Inside this issue
Seek solitude in the neglected and overlooked
Chris Murray is a full-time photographer, instructor, and writer from New York State. His photographs are not meant to be a literal document of the woods, mountains, and rivers of his home state, but rather a creative expression of his relationship with the places that ceaselessly inspire him.
Yet another photographer will scarcely care where he goes; he has learnt to select, and finds pictures everywhere. He does not do this by instinct or inborn faculty; he has had to inquire his knowledge; he has learnt to know what he wants, and picks it up the moment it is before him–he has learnt to see~ Henry Peach Robinson
Several years ago on my blog, I opined on the number of Milky Way photos flooding social media and magazines at the time in a piece I titled “Milky Way Fatigue.” Fast forward to today and Milky Way fatigue has been replaced by dune fatigue. It borders on ludicrous the number of images of sand dunes I have seen over the last few years, a trend that shows no signs of abating.
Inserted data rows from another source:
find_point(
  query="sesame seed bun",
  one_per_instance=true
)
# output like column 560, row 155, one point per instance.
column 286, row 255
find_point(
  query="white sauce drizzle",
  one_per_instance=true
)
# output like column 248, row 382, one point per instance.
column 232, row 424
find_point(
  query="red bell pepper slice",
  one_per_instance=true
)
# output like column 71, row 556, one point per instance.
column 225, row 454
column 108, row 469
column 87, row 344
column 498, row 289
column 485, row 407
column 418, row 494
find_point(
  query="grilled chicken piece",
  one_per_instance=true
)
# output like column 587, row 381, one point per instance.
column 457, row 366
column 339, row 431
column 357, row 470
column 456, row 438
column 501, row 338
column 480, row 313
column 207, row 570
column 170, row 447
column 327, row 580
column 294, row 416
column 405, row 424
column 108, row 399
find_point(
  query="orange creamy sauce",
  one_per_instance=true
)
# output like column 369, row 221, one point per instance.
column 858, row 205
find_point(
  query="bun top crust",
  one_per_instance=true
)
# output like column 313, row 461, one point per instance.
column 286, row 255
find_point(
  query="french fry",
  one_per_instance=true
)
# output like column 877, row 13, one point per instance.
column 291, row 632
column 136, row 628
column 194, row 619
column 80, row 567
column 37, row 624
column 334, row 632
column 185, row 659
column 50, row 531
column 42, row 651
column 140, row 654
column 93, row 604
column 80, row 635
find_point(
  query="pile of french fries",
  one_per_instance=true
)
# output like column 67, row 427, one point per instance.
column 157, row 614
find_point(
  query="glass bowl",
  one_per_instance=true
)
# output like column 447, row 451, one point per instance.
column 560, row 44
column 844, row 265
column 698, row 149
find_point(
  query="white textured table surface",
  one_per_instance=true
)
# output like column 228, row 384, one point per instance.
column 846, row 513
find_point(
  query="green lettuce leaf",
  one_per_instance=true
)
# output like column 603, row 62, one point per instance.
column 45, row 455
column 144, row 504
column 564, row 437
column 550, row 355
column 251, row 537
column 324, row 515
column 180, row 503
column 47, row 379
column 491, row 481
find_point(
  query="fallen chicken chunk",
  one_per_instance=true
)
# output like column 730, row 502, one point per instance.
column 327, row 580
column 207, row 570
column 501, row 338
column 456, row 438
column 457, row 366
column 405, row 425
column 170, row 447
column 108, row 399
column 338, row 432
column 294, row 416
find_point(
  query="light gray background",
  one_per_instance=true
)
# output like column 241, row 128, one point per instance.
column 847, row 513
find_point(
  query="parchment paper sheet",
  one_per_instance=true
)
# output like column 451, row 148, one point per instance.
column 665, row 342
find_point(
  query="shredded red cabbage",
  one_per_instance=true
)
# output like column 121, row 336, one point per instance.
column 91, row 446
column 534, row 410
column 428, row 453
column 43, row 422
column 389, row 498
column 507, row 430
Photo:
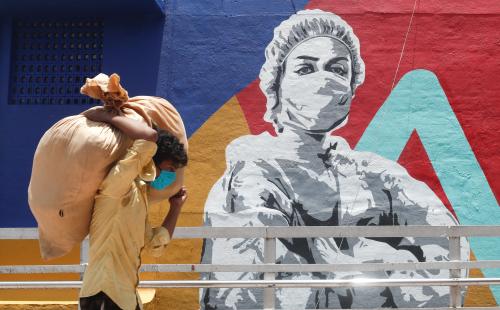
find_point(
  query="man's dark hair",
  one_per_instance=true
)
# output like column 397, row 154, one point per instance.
column 169, row 148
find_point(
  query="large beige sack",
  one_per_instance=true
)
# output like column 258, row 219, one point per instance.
column 74, row 156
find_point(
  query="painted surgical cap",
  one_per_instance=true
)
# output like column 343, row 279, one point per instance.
column 301, row 27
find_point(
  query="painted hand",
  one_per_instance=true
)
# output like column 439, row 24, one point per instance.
column 177, row 200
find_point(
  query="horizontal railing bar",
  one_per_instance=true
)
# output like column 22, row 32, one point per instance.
column 267, row 283
column 423, row 308
column 262, row 267
column 303, row 232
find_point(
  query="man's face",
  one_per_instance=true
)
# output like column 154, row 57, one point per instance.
column 166, row 165
column 316, row 88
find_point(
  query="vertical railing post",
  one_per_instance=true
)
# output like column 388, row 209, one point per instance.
column 455, row 294
column 84, row 254
column 269, row 258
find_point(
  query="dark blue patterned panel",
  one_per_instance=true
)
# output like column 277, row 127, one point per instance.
column 52, row 58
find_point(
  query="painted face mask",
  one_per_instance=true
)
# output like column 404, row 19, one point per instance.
column 316, row 102
column 165, row 179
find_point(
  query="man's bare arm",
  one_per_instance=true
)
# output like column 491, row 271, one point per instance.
column 176, row 203
column 130, row 127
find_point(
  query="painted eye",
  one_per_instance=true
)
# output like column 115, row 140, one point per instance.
column 337, row 69
column 305, row 69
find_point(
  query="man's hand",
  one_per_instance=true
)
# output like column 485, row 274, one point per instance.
column 100, row 114
column 178, row 199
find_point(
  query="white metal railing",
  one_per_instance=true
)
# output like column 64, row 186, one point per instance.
column 269, row 268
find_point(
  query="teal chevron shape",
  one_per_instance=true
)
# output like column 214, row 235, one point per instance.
column 419, row 103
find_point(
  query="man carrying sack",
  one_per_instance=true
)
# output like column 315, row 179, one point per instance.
column 111, row 164
column 119, row 229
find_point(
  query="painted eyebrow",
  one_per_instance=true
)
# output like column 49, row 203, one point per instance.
column 336, row 59
column 308, row 58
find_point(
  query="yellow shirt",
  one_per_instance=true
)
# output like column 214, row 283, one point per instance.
column 119, row 229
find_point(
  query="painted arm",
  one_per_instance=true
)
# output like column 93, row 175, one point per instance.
column 387, row 195
column 131, row 128
column 244, row 197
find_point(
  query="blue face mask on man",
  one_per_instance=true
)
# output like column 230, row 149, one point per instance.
column 165, row 179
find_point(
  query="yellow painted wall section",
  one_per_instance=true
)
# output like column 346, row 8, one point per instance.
column 207, row 163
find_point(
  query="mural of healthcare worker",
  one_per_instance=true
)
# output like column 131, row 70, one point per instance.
column 305, row 176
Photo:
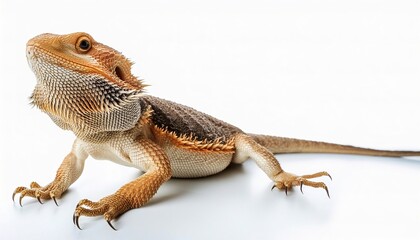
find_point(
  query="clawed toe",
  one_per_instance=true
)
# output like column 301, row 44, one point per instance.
column 286, row 181
column 38, row 192
column 109, row 207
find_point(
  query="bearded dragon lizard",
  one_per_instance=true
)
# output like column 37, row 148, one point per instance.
column 88, row 88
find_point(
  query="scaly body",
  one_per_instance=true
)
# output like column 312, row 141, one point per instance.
column 88, row 88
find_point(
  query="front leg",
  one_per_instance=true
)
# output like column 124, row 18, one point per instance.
column 136, row 193
column 69, row 171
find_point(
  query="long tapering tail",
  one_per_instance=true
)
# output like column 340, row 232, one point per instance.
column 290, row 145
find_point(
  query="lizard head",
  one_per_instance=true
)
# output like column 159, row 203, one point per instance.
column 83, row 83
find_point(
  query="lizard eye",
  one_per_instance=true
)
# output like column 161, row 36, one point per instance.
column 83, row 44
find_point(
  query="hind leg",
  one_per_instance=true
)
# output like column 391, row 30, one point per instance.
column 246, row 147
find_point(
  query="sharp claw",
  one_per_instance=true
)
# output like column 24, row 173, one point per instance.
column 328, row 193
column 109, row 223
column 55, row 201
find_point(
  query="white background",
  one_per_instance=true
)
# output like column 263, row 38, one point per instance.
column 338, row 71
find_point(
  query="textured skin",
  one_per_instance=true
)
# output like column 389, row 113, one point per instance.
column 87, row 87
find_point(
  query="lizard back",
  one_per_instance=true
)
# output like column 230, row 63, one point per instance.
column 186, row 121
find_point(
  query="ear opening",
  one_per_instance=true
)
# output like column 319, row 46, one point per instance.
column 119, row 73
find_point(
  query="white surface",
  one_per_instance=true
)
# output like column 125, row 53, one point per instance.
column 338, row 71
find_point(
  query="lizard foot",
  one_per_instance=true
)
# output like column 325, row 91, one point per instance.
column 51, row 191
column 110, row 207
column 286, row 181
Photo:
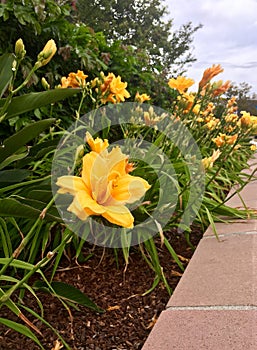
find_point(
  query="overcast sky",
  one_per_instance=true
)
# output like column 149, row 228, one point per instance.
column 228, row 36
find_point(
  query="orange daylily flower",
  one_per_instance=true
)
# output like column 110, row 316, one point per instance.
column 105, row 186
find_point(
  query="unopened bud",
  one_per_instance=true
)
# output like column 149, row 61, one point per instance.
column 45, row 84
column 20, row 51
column 46, row 54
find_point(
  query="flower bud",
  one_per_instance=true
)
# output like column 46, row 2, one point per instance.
column 46, row 54
column 20, row 51
column 45, row 84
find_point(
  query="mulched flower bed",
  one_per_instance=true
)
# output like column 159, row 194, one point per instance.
column 128, row 317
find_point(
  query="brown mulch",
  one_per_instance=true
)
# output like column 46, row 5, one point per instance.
column 128, row 317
It would seem the Mesquite Dunes in Death Valley National Park may be the most photographed piece of natural real estate in the world, and Death Valley the most photographed national park. It's not to say many if not most of the images aren’t beautiful, they certainly are. But, it’s the worn out subject matter that has me tired and questioning. Why are so many photographers limiting themselves to such popular subject matter and places?
I realise I am wading into potentially hazardous waters here. Far be it from me to tell people what they should and should not photograph. Our choice of subject matter is clearly a very personal one. And yet, I am frustrated by the copycat feel of the images and the lack of imagination. I understand the lure of dunes, they are a photographer’s dream subject. That they are inspiring is beyond question. I also understand the desire to photograph interesting geographic features in general, the awareness of such no doubt fueled by social media in recent years. We see a great image of something interesting and unique and we wish to photograph it ourselves. The problem is when too many people act on this urge the subject matter becomes tired and cliche. As a viewer I have become completely desensitised to images of dunes and other iconic scenes in Death Valley, just as I have of Half Dome or El Capitan in Yosemite, to name a few. It’s one of the reasons I have little desire to photograph the national parks today. I love to visit them, but I have little interest in photographing them. Why? The reasons are several, but the big one is because everyone else is. The more dune photos I see the more I feel compelled to pull away from the crowd and express my vision elsewhere. It is why I have an appreciation for and admiration of those photographers who primarily photograph in ordinary places with ordinary subject matter. They are seeking something inside themselves first, the subject matter is secondary.